Endothelial cells were evaluated for potential cell damage by determination of LDH activity within the culture medium. LDH is secreted by damaged endothelial cells. The enzyme is capable of converting the pale yellow test reagent into red (tetrazolium) which is colorimetrically detectable by a photometer at a wavelength of 490 nm. The measured light intensity is directly proportional to the amount of LDH released into the supernatant of the culture medium [17]. In detail, 96-well microtiter culture plates were sensitized by incubating with 100 μLVEGF at a concentration of 0.15 mg/L in coating buffer (1 mol/L carbonate–bicarbonate buffer, pH 9.6) overnight at + 4 °C. Plates were washed 4-times with PBS containing 0.05% Tween 20. The remaining unspecific protein-binding sites were blocked by incubation with 200 μL blocking buffer (PBS containing 1% BSA) for 2 h at room temperature. Plates were subsequently washed as follows: After adding 100 μL of 1:100 diluted standards, quality controls (QCs), or test samples plates were incubated for 1 h at 37 °C in an iEMS incubator-shaker (Labsystems, Helsinki, Finland) with a subsequent rinsing. Then, 100 μL of conjugated-anti IgG antibodies diluted in 1% PBS-BSA was added to each well for 1 h at room temperature and subsequently rinsed. Finally, 100 μL o-Phenylenediamine (OPD) (prepared by dissolving tablet sets in 20 mL distilled water) was added and the reaction was allowed to develop at room temperature in the dark. The color reaction was stopped by adding 50 μL of 2 mol/L sulfuric acid to each well. Reading was performed at two wavelengths (492 and 620 nm) using an iEMS ELISA plate reader (Labsystems). The plate background absorbance at 620 nm was subtracted from the absorbance at 492 nm.

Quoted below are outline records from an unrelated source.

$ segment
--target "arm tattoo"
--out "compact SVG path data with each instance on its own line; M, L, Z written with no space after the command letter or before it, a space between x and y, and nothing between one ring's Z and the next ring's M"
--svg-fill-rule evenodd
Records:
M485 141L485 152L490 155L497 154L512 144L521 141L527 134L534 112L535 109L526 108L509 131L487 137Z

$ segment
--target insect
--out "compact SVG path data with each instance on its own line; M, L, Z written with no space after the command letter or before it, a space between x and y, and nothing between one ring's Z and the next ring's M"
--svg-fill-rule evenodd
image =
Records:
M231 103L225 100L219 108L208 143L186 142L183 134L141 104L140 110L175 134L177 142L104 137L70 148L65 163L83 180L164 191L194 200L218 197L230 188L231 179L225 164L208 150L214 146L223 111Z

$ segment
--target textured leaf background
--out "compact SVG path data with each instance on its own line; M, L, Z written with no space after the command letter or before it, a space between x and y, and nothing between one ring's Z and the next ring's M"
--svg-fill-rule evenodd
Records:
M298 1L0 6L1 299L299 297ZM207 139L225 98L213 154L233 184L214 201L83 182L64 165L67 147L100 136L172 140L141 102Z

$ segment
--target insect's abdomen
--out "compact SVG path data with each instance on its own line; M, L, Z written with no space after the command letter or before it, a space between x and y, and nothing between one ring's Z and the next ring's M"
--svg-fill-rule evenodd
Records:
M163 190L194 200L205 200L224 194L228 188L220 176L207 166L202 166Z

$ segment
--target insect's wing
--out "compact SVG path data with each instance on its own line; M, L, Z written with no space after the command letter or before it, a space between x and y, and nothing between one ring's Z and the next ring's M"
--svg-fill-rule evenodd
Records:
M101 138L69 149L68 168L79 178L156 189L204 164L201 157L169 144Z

Corneas showed variable endothelial cell findings in the study and control groups. Endothelial cell counts did not shown any statistical significant differences after treatment with ranibizumab (Lucentis®) and bevacizumab (Avastin®). The overall cell loss and the corneal area were comparable within study groups (Table 2).

Figure 1 illustrates hexagonal shaped human endothelial corneal cells at a magnification of 10× and 20× obtained by light microscopy. No major differences in regard to cell morphology (size, shape) and viability were detected among the study groups and the controls over time (Fig. 1). No statistical significant endothelial cell loss occurred during incubation with ranibizumab (Lucentis®) and bevacizumab (Avastin®) compared to the control group. A significant natural loss of cells as usually seen during prolonged incubation in vitro is illustrated in the control groups (Fig. 2).